Supporting future management
That finding does not mean moose impacts should be dismissed. Taylor and colleagues argue instead that management decisions should begin with a more accurate understanding of ecological history. In national parks especially, many forces that once helped regulate large herbivores, including predators, habitat shifts, and human hunting, have been altered or reduced.
“Rocky Mountain National Park is dealing with ecological impacts from moose, but treating moose as a non-native species changes which management responses seem justified,” says study co-author John Wendt of New Mexico State University, noting that large mammals and the landscapes they inhabit have never been static, and large herbivores like moose have historically been controlled by things like predators, habitat change and human hunting.
“When modern park systems operate without these regulating processes, high impacts don’t necessarily mean that an animal is ecologically out of place,” Wendt adds. Instead, “they may be a sign that our management frameworks themselves should be reconsidered.”
The research may also affect how wildlife managers think about ecosystems changed by the last two centuries, including the removal of natural predators. C’Bearing says Tribal communities could have an important role in future solutions: “Tribal people were part of the natural ecosystem in terms of hunting and wildlife management. It would be beneficial not only to the Tribes to utilize the moose again for cultural practices, but to assist in the co-management of moose in Colorado and the Southern Rockies.”
Taylor also sees the approach as useful beyond moose. Many species are managed using recent survey data that capture only a short slice of their history. Looking further back can reveal whether an animal truly is new to a place, returning after absence or responding to landscapes humans have changed.
“The veil of time is often our biggest obstacle in understanding wildlife,” said Joshua Miller, a study co-author from the University of Cincinnati. “Compared to the thousands of years that a species can live in a particular place, data from wildlife surveys might only extend a few decades into the past.

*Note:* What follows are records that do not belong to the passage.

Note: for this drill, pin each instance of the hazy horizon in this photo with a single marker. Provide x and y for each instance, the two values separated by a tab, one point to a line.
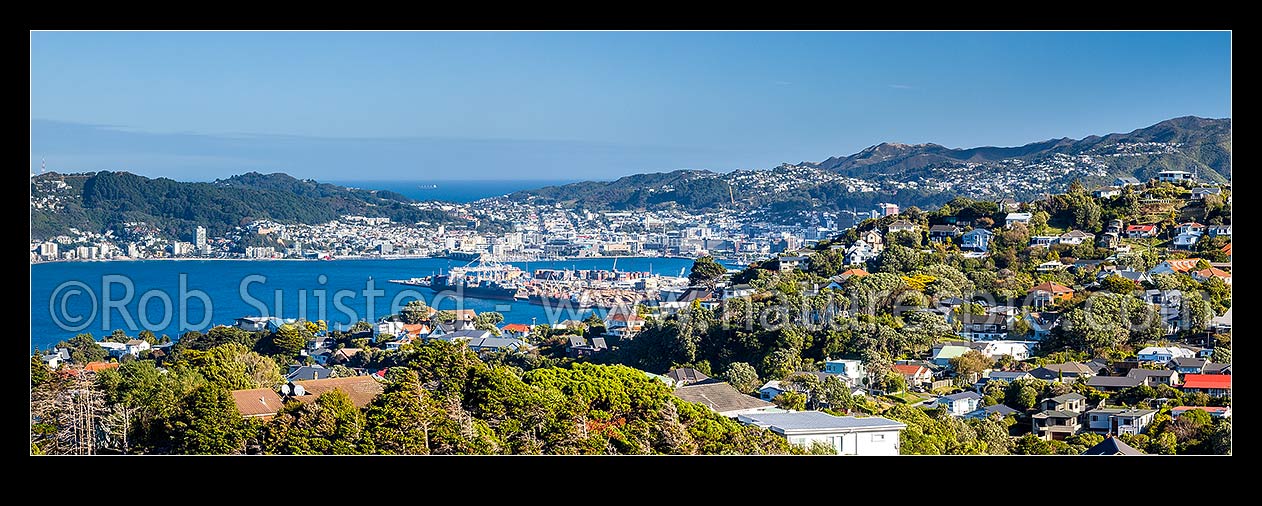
582	105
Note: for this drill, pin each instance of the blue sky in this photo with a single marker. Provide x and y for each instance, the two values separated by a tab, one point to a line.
528	105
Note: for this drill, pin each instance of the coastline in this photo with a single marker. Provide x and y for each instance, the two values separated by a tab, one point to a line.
351	259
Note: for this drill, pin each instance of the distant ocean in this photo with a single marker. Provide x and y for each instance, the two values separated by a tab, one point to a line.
453	191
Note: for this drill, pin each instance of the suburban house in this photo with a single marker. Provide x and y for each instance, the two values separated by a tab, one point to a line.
1175	176
1118	420
1065	372
1141	231
1200	275
770	390
258	323
258	403
942	232
1164	353
1188	365
901	226
579	346
1214	411
722	398
983	327
1106	192
961	404
1202	192
680	376
1049	293
298	372
1017	350
1075	237
791	263
624	326
1055	424
851	370
1213	385
1154	377
516	331
977	240
1000	409
943	355
1017	217
1178	265
847	435
1113	384
1060	417
736	292
1112	446
914	375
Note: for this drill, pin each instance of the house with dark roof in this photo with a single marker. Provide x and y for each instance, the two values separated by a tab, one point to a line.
847	435
997	409
258	403
298	372
360	389
685	376
959	404
1213	385
1118	420
943	232
1112	446
721	398
1113	384
1064	372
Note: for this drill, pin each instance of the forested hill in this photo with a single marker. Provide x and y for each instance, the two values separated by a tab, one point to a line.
105	200
921	174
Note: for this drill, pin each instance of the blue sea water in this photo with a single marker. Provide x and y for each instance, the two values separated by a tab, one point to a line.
68	298
453	191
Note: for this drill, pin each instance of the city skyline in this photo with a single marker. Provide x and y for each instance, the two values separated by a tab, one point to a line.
389	105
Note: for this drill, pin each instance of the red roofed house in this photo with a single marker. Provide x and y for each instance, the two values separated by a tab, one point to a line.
516	331
1049	294
1213	385
1200	275
915	375
1137	231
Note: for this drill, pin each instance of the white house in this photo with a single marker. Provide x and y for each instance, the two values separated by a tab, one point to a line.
393	328
115	350
847	435
135	346
770	390
977	240
1164	353
1175	176
961	404
1017	350
1017	217
849	369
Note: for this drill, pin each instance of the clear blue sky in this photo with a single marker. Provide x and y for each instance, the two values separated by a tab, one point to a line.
587	105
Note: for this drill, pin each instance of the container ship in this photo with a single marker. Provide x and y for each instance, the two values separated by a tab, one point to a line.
483	282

We can learn a lot from those data, but some questions require more expansive time horizons. Weaving together different threads of historical evidence can fill important knowledge gaps, and help us develop strategies for managing and conserving plants and animals from around the world.”
Reference: “Understanding Ancient Moose Populations in the Southern Rocky Mountains” by William T. T. Taylor, John A. F. Wendt, Jonathan Dombrosky, Crystal C’Bearing, Mikayla Costales, Isaac A. Hart, Journey LeBeau, Adrian Johnson, Elena Lompe, Russell W. Graham, Chance Ward, Emily Lena Jones and Joshua H. Miller, 12 June 2026, Journal of Biogeography.